Ачилов бросил бумажник назад, стараясь не промахнуться. Не хватало еще ко всему лишиться документов. Тогда, считай, все окончательно пропало. Да и позору, насмешек не оберешься.
Минуты через три послышался шорох бумаг, недовольное сопенье. Видно, охранник все же решил посмотреть документы. Длилась эта процедура долго, Ачилов начал терять терпение.
— А ну-ка сядь, — скомандовал охранник. — Повернись до меня, я на твою фотографию посмотрю.
Охотинспектор выполнил «приказание», разминая затекшие руки и ноги.
— Похож, — сказал охранник. Он протянул бумажник Ачилову, присел рядом.
— Вы уж простите меня. Тут дело такое — шубы меховые везу, глаз да глаз нужен. Деньги большие, соблазн жуликам. Станции, разъезды проезжаем, я в засаду сажусь. А у вас, извините, вид, имею в виду одежду, как у бродяги. Да еще пистолет. Что подумаешь?
— Ничего, ничего. — Ачилов растирал замерзшие руки. — Я сам виноват. Дело у меня такое, сложное. Он вкратце рассказал о задуманном плане.
— Ну и ну, — покачал головой охранник. — Как посмотрю, хлеб у вас тоже нелегкий. Теперь понимаю. Довезу в лучшем виде. Мы за складами станем, там народу мало бывает.
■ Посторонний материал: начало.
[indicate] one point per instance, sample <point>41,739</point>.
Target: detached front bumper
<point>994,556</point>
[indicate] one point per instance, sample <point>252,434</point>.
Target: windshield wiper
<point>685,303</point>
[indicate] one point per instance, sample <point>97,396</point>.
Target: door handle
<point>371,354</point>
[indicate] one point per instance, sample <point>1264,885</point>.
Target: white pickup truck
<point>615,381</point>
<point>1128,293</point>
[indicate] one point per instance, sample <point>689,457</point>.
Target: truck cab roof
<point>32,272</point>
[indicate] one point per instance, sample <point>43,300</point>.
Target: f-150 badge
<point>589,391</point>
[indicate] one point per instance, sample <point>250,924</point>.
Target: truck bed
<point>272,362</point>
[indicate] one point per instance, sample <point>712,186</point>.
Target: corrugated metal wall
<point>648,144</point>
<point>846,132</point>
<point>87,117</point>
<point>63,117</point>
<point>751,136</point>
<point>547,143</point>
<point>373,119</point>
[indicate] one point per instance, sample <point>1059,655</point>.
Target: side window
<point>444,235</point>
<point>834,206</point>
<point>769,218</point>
Через пути можно прямо на дорогу выйти… Выходит, мы с вами вроде как одним делом занимаемся — добро народное стережем…
…Когда поезд остановился, Ачилов задворками железнодорожной станции вышел к окраине города. Здесь, на дороге, в тени раскидистого клена, ждало его такси общественного инспектора Дубровина. Отделившись от ствола, таксист недовольно сказал: — Сорок минут, Байрам, жду. С тобой плана не сделаешь.
— Прости, Николай, задержался не по своей воле, поезда долго не было. Теперь жми, — добавил Ачилов свое любимое словечко, устраиваясь рядом с Дубровиным.
— Куда?
— В ущелье.
Таксист удивленно посмотрел на Ачилова.
— Какая там охота?
— Нужно.
…Съеден импровизированный шашлык, распито прихваченное с собой вино, спеты все знакомые песни. Догорает, потрескивая, костерок, плещется прозрачная вода в речушке, шепчутся под легким ветерком пышные кусты. Настроение благодушное, домой не хочется, да и рановато.